Address Copilot review: cursor tie-break, honest metrics, accurate comments

Six items from the automated review on PR #998: 1. **Cursor tie-break bug (correctness).** The skip condition was `rec.timestamp <= cursor`; if multiple messages share the max timestamp and only some were ingested before a crash, the rest would be lost forever. Changed to `< cursor`, relying on deterministic drawer IDs for safe re-attempt at the boundary. Regression test `test_sweep_recovers_untaken_message_at_cursor_timestamp`. 2. **`drawers_added` counted upserts, not adds.** Added a pre-flight `collection.get(ids=batch)` to distinguish new rows from already- present ones. Return value now carries `drawers_added`, `drawers_already_present`, `drawers_upserted`, and `drawers_skipped` separately. Dict-compatible access (`existing.get("ids")`) keeps it working on both the raw Chroma return and the typed `GetResult`. 3. **`sweep_directory` hid failures in the summary.** `files_processed` used to exclude failed files. Replaced with `files_attempted` (all discovered) + `files_succeeded` (subset that completed); CLI output shows `succeeded/attempted`. 4. **Coordination claim was overstated.** The primary miners don't stamp `session_id`/`timestamp` metadata, so the sweeper coordinates only with its own prior runs. Softened docstrings on module and CLI command. Uniform cross-miner metadata is flagged as a follow-up. 5. **MAX_FILE_SIZE comments were misleading.** Said source size "does not affect storage or embedding cost" — true per-drawer, but source size still scales drawer count, embedding work, and memory usage (files are read in full, not streamed). Corrected in both `miner.py` and `convo_miner.py`. 6. Added the tie-break regression test that reproduces the correctness bug from (1). Tests: 970 passed (was 969), ruff + pre-commit clean. Co-Authored-By: MSL <232237854+milla-jovovich@users.noreply.github.com>
2026-04-18 13:22:18 -03:00
parent 29ce7c7135
commit 4a088ea8e1
5 changed files with 171 additions and 36 deletions
@@ -147,10 +147,14 @@ def cmd_mine(args):


 def cmd_sweep(args):
-    """Sweep a transcript file or directory for anything the primary
-    miner missed. Coordinates via max(timestamp) per session_id, so
-    this is safe to run alongside the file-level miners — neither
-    duplicates the other's work.
+    """Sweep a transcript file or directory.
+
+    The sweeper deduplicates against its own prior writes via
+    deterministic drawer IDs + a timestamp cursor.
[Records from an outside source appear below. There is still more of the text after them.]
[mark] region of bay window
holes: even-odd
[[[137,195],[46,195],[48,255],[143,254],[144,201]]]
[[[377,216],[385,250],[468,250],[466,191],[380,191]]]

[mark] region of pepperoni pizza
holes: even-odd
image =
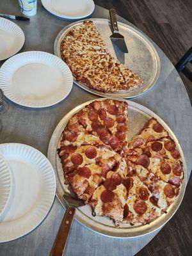
[[[175,141],[154,118],[128,140],[127,103],[94,100],[68,120],[60,142],[65,182],[94,213],[148,223],[166,212],[184,179]]]

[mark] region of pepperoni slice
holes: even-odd
[[[75,153],[73,155],[72,155],[70,160],[73,164],[76,165],[80,165],[83,162],[83,156],[78,153]]]
[[[104,137],[108,135],[108,131],[107,128],[104,127],[102,126],[100,126],[97,129],[97,134],[101,137]]]
[[[109,139],[109,145],[113,149],[116,148],[120,144],[120,141],[116,137],[111,137]]]
[[[102,136],[100,136],[99,137],[100,140],[106,145],[108,145],[109,144],[109,141],[106,138],[106,137],[102,137]],[[111,148],[109,148],[109,150],[111,150]]]
[[[70,180],[75,176],[76,174],[77,174],[77,172],[74,172],[70,173],[67,173],[65,175],[65,178],[67,179],[68,180]]]
[[[124,124],[119,124],[117,125],[117,131],[119,132],[126,132],[127,131],[127,127]]]
[[[168,182],[176,187],[179,187],[180,185],[180,180],[175,176],[172,177],[172,178],[168,180]]]
[[[163,191],[164,193],[164,195],[167,196],[169,197],[170,198],[173,198],[173,197],[175,196],[175,189],[174,188],[170,185],[170,184],[167,184],[164,187]]]
[[[129,177],[127,179],[124,180],[124,185],[127,189],[127,191],[129,191],[133,186],[133,179]]]
[[[118,115],[116,117],[116,122],[118,123],[123,124],[126,121],[125,116],[124,115]]]
[[[108,190],[114,190],[116,188],[116,186],[113,183],[113,180],[111,178],[106,179],[104,182],[104,186]]]
[[[147,147],[143,152],[145,155],[147,155],[148,157],[151,157],[151,153],[150,152],[149,148]]]
[[[96,149],[92,147],[89,147],[88,148],[86,148],[84,150],[84,154],[85,156],[90,159],[95,158],[97,155]]]
[[[90,169],[86,166],[79,168],[77,172],[80,176],[84,177],[84,178],[87,179],[89,179],[89,177],[92,175],[92,172]]]
[[[62,156],[60,156],[61,162],[63,162],[65,161],[65,159],[66,159],[66,158],[68,157],[68,154],[65,153],[65,152],[64,152],[64,153],[62,152]]]
[[[114,199],[114,193],[109,190],[104,190],[100,195],[100,200],[104,203],[111,203]]]
[[[98,118],[98,114],[94,110],[91,110],[88,112],[88,116],[90,120],[97,120]]]
[[[175,175],[180,176],[182,173],[182,167],[180,164],[175,164],[173,168],[173,172]]]
[[[155,137],[153,136],[152,135],[150,135],[148,137],[147,141],[150,142],[150,141],[154,141],[154,140],[156,140]]]
[[[113,172],[116,172],[116,171],[117,170],[117,169],[119,168],[119,166],[120,166],[120,163],[118,162],[117,164],[116,164],[113,167],[112,171],[113,171]]]
[[[153,125],[153,129],[157,133],[161,133],[163,131],[163,127],[159,123],[156,123]]]
[[[140,188],[139,196],[142,200],[146,201],[148,199],[148,196],[149,193],[146,188],[141,187]]]
[[[124,219],[127,217],[127,216],[129,215],[129,206],[127,205],[127,204],[125,204],[124,205]]]
[[[115,105],[107,105],[108,111],[111,115],[116,115],[118,114],[118,108]]]
[[[99,127],[99,124],[98,123],[98,122],[97,120],[93,120],[92,124],[92,128],[93,131],[97,131]]]
[[[120,140],[124,140],[126,138],[126,134],[124,132],[118,132],[116,131],[115,132],[116,137],[119,139]]]
[[[144,140],[142,138],[137,138],[134,140],[132,142],[132,146],[134,148],[138,148],[141,146],[144,142]]]
[[[68,141],[74,142],[77,138],[77,133],[74,131],[72,131],[65,134],[65,140],[68,140]]]
[[[108,166],[108,164],[104,164],[102,166],[102,170],[101,170],[101,175],[103,177],[106,178],[107,176],[107,173],[109,171],[110,171],[111,168]]]
[[[122,178],[119,173],[115,172],[114,173],[112,174],[111,179],[113,180],[113,183],[115,185],[118,186],[120,184],[122,184]]]
[[[70,145],[68,146],[61,147],[61,150],[65,150],[65,153],[73,153],[77,149],[76,146]]]
[[[149,201],[155,206],[159,207],[158,205],[158,198],[156,196],[151,196],[149,198]]]
[[[140,156],[138,159],[138,164],[142,165],[142,166],[147,168],[149,166],[150,161],[148,157],[145,155],[143,154]]]
[[[76,131],[78,129],[78,124],[68,124],[68,131]]]
[[[168,140],[164,141],[164,146],[167,150],[171,151],[175,148],[176,145],[174,141]]]
[[[84,128],[86,128],[87,127],[86,120],[83,117],[79,117],[78,123],[79,124],[81,124],[81,125],[84,127]]]
[[[111,128],[115,124],[115,121],[111,117],[106,117],[104,123],[107,128]]]
[[[172,157],[175,158],[175,159],[179,159],[180,157],[180,155],[177,149],[173,149],[170,152]]]
[[[106,112],[103,108],[100,108],[100,109],[99,109],[97,113],[99,115],[100,118],[102,120],[104,120],[107,116]]]
[[[104,144],[100,144],[97,146],[97,147],[98,148],[108,149],[108,150],[111,151],[111,148],[109,146],[107,146],[106,145]]]
[[[147,210],[147,206],[145,202],[141,200],[136,200],[133,208],[134,211],[140,215],[143,214]]]
[[[163,162],[161,164],[160,169],[163,174],[169,174],[172,172],[172,168],[169,164]]]
[[[161,142],[155,141],[152,144],[151,148],[154,151],[158,152],[161,150],[163,148],[163,144],[161,143]]]

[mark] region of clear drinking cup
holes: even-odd
[[[18,0],[20,12],[26,16],[36,13],[36,0]]]

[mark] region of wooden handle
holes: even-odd
[[[113,27],[113,32],[118,31],[118,26],[117,26],[117,21],[116,17],[116,12],[115,9],[109,10],[109,14]]]
[[[68,206],[55,239],[50,256],[62,256],[73,222],[76,208]]]

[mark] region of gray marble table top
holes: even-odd
[[[53,53],[54,39],[71,21],[58,18],[47,12],[38,1],[37,15],[30,22],[14,21],[24,31],[26,42],[21,52],[43,51]],[[20,15],[16,0],[1,0],[2,13]],[[108,11],[96,6],[94,18],[109,18]],[[118,17],[118,20],[132,26]],[[189,178],[192,167],[192,111],[184,85],[173,65],[159,47],[155,46],[161,61],[161,71],[152,90],[133,101],[157,114],[172,128],[180,141],[188,166]],[[0,42],[1,44],[1,42]],[[0,61],[0,66],[3,61]],[[44,109],[29,109],[8,101],[8,111],[0,116],[3,129],[0,143],[17,142],[29,145],[47,156],[49,142],[59,121],[75,106],[96,99],[74,84],[70,95],[61,102]],[[49,215],[30,234],[17,240],[0,244],[1,256],[49,255],[65,210],[56,198]],[[159,231],[134,239],[104,237],[74,221],[65,250],[66,255],[129,256],[141,250]]]

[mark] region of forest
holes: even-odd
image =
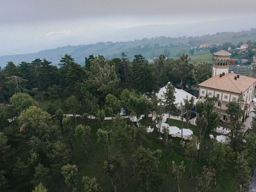
[[[218,98],[196,104],[196,125],[193,101],[179,110],[174,103],[174,87],[196,91],[211,77],[209,65],[184,54],[153,64],[140,54],[120,57],[90,55],[82,66],[66,54],[58,67],[38,58],[0,71],[0,191],[248,191],[256,119],[239,134],[242,98],[228,104],[230,143],[217,142],[209,134],[216,135]],[[193,131],[190,140],[160,132],[164,114],[169,125]]]

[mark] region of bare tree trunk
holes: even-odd
[[[70,144],[70,148],[71,148],[71,152],[72,153],[72,156],[74,157],[74,151],[73,150],[73,145],[72,145],[72,141],[71,141],[71,136],[70,136],[70,128],[68,128],[68,138],[69,139],[69,143]]]
[[[124,166],[124,163],[123,162],[123,176],[124,177],[123,179],[123,183],[124,186],[126,187],[126,172],[125,171],[125,167]]]
[[[126,85],[127,85],[127,79],[126,78],[126,72],[125,70],[125,65],[124,65],[124,64],[123,65],[123,66],[124,66],[124,78],[125,79],[125,84]]]
[[[41,96],[41,99],[42,99],[42,101],[43,101],[44,97],[43,97],[43,93],[42,92],[42,91],[40,92],[40,95]]]
[[[180,79],[180,86],[181,86],[181,89],[182,89],[182,90],[183,90],[183,86],[182,86],[182,84],[183,84],[183,82],[181,78]]]
[[[85,154],[86,155],[86,159],[87,160],[87,162],[88,163],[89,163],[90,162],[89,161],[89,158],[88,158],[88,154],[87,154],[87,152],[86,150],[84,150],[84,151],[85,152]]]
[[[199,136],[200,137],[200,136]],[[201,162],[201,160],[200,159],[201,156],[201,142],[199,141],[199,149],[198,149],[198,162]]]
[[[133,162],[132,161],[132,159],[131,160],[131,164],[132,165],[132,176],[134,176],[134,173],[135,172],[134,171],[134,166],[133,166]]]
[[[113,185],[113,187],[114,187],[114,192],[116,192],[116,183],[113,181],[112,179],[110,179],[110,180],[111,180],[111,182],[112,183],[112,185]]]
[[[206,135],[207,133],[206,132],[204,134],[204,148],[206,149]]]
[[[77,122],[76,121],[76,113],[73,114],[73,116],[75,117],[75,120],[76,120],[76,126],[77,126]]]
[[[181,122],[181,142],[183,141],[183,120]]]
[[[193,154],[191,156],[191,160],[190,161],[190,178],[192,178],[192,162],[193,161]]]
[[[90,142],[90,144],[91,146],[91,148],[92,148],[92,152],[93,152],[93,155],[95,157],[96,156],[96,155],[95,155],[95,152],[94,152],[94,150],[93,149],[93,145],[92,144],[92,143],[91,142]]]
[[[179,192],[180,192],[180,182],[178,181],[177,182],[178,184],[178,190]]]
[[[237,131],[235,133],[235,138],[234,139],[234,143],[233,145],[233,150],[234,151],[236,148],[236,136],[237,136]]]
[[[169,169],[169,160],[168,160],[168,153],[167,152],[167,147],[166,146],[166,169],[167,169],[167,170],[168,170]]]

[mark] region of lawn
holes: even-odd
[[[82,119],[78,118],[78,123],[82,123]],[[94,142],[94,148],[96,154],[95,157],[93,156],[91,150],[88,150],[88,155],[90,162],[87,163],[85,154],[84,151],[79,145],[77,141],[74,136],[74,129],[75,127],[74,120],[72,119],[72,137],[74,145],[74,151],[75,157],[73,158],[72,162],[76,164],[79,170],[79,179],[77,185],[78,192],[82,192],[83,190],[83,185],[81,180],[83,176],[88,176],[90,177],[96,177],[98,182],[101,185],[104,192],[112,192],[114,189],[111,184],[109,178],[105,174],[102,170],[104,161],[106,159],[106,156],[101,145],[97,143],[97,137],[96,132],[97,126],[95,120],[92,120],[89,122],[89,125],[91,128],[92,137]],[[150,121],[149,120],[148,121]],[[168,119],[166,122],[168,123]],[[145,120],[142,119],[142,123],[145,123]],[[144,146],[145,147],[149,148],[151,150],[154,150],[158,149],[162,150],[162,156],[160,160],[159,165],[159,172],[163,178],[162,191],[177,191],[177,185],[172,174],[166,168],[166,160],[165,156],[165,147],[164,145],[164,141],[160,141],[157,139],[158,133],[155,126],[150,123],[152,127],[154,127],[155,130],[152,133],[149,133],[147,135],[147,142]],[[177,126],[181,128],[181,122],[180,121],[171,119],[170,125]],[[109,126],[111,127],[111,121],[105,121],[104,126]],[[189,128],[191,129],[194,134],[198,136],[198,131],[197,127],[190,124]],[[216,133],[211,133],[216,137],[217,134]],[[204,165],[208,164],[208,158],[210,156],[210,149],[212,147],[212,142],[209,139],[207,139],[207,146],[209,148],[206,150],[202,150],[201,154],[201,162],[198,163],[197,159],[193,162],[192,172],[194,179],[189,179],[189,160],[184,155],[184,148],[182,148],[180,144],[180,138],[172,138],[170,136],[173,143],[173,150],[169,155],[169,165],[171,164],[171,162],[174,160],[177,163],[180,163],[182,161],[184,161],[186,171],[183,174],[180,183],[181,189],[184,192],[189,192],[194,189],[198,185],[198,179],[196,177],[200,174],[202,168]],[[68,142],[66,142],[67,146]],[[120,178],[118,184],[118,190],[120,192],[136,191],[138,186],[135,182],[135,178],[132,176],[131,166],[128,165],[127,172],[127,181],[128,185],[124,188],[122,186],[122,169],[120,169]],[[234,177],[235,174],[234,171],[234,165],[229,165],[227,169],[222,173],[221,175],[218,175],[217,180],[217,188],[216,192],[233,192],[234,191],[234,186],[236,183],[236,178]],[[61,178],[61,180],[63,180]],[[52,186],[53,188],[50,189],[52,191],[60,191],[60,189],[63,189],[62,184],[63,182],[60,181],[57,182],[58,184]]]

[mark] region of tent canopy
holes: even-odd
[[[169,128],[169,134],[175,134],[178,133],[180,131],[180,128],[176,126],[170,126]]]
[[[170,83],[170,82],[168,82],[167,84],[168,84],[169,83]],[[164,93],[166,92],[166,85],[161,88],[160,89],[160,90],[159,90],[158,92],[156,94],[157,97],[159,98],[162,99],[163,101],[164,101],[164,99],[163,97]],[[189,100],[192,97],[194,98],[194,104],[195,105],[198,101],[198,99],[196,99],[196,97],[195,97],[194,95],[192,95],[188,92],[186,92],[184,90],[182,90],[182,89],[178,89],[177,88],[175,88],[175,92],[176,92],[174,94],[174,95],[175,96],[175,97],[176,98],[175,99],[175,102],[174,102],[174,104],[177,104],[178,106],[180,105],[180,102],[182,102],[182,104],[184,104],[183,99],[185,99],[187,97],[187,96],[188,97]]]
[[[226,136],[224,136],[222,135],[217,135],[216,136],[216,140],[217,140],[218,142],[226,143],[226,142],[228,142],[229,138]]]

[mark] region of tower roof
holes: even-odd
[[[220,51],[217,51],[213,54],[213,55],[215,56],[231,56],[232,54],[229,53],[227,51],[226,51],[224,50],[220,50]]]
[[[232,73],[226,74],[222,77],[217,75],[201,83],[198,86],[239,94],[256,82],[256,79],[241,75],[235,80],[236,76]]]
It does NOT currently
+    coordinate with the file-level miners (miner.py / convo_miner.py) —
+    those produce char-chunked drawers without compatible message
+    metadata, so running both miners may store overlapping content under
+    different IDs.
    """
    from .sweeper import sweep, sweep_directory

@@ -160,15 +164,17 @@ def cmd_sweep(args):
    if os.path.isfile(target):
        result = sweep(target, palace_path)
        print(
-            f"  Swept {target}: +{result['drawers_added']} drawers, "
-            f"{result['drawers_skipped']} already present."
+            f"  Swept {target}: +{result['drawers_added']} new, "
+            f"{result['drawers_already_present']} already present, "
+            f"{result['drawers_skipped']} skipped (< cursor)."
        )
    elif os.path.isdir(target):
        result = sweep_directory(target, palace_path)
        print(
-            f"  Swept {result['files_processed']} files from {target}: "
-            f"+{result['drawers_added']} drawers, "
-            f"{result['drawers_skipped']} already present."
+            f"  Swept {result['files_succeeded']}/{result['files_attempted']} "
+            f"files from {target}: +{result['drawers_added']} new, "
+            f"{result['drawers_already_present']} already present, "
+            f"{result['drawers_skipped']} skipped (< cursor)."
        )
        failures = result.get("failures") or []
        if failures:
@@ -58,8 +58,11 @@ CHUNK_SIZE = 800  # chars per drawer — align with miner.py
 MAX_FILE_SIZE = 500 * 1024 * 1024  # 500 MB — skip files larger than this.
 # Matches miner.py at 500 MB. Long Claude Code sessions, multi-year
 # ChatGPT exports, and lifetime Slack dumps routinely exceed 10 MB; the
-# cap at that level silently dropped them with `continue`. Source size
-# does not affect storage or embedding cost — chunking happens downstream.
+# cap at that level silently dropped them with `continue`. Per-drawer
+# size is bounded by CHUNK_SIZE, but larger source files still produce
+# more drawers and therefore more embedding/storage work — and content
+# is normalized and loaded fully into memory before chunking, so memory
+# use also scales with source size.


 def _register_file(collection, source_file: str, wing: str, agent: str):
@@ -66,8 +66,11 @@ MIN_CHUNK_SIZE = 50  # skip tiny chunks
 MAX_FILE_SIZE = 500 * 1024 * 1024  # 500 MB — skip files larger than this.
 # Long Claude Code sessions and large transcript exports routinely exceed
 # 10 MB. The cap exists as a defensive rail against pathological binary
-# files, not as a limit on legitimate text. Chunking at 800 chars per
-# drawer means source size does not affect storage or embedding cost.
+# files, not as a limit on legitimate text. Per-drawer size is bounded
+# by CHUNK_SIZE, but larger sources still produce proportionally more
+# drawers and therefore more storage, embedding, and processing work —
+# and file reads are not streamed (the whole content is loaded into
+# memory before chunking), so memory use scales with source size too.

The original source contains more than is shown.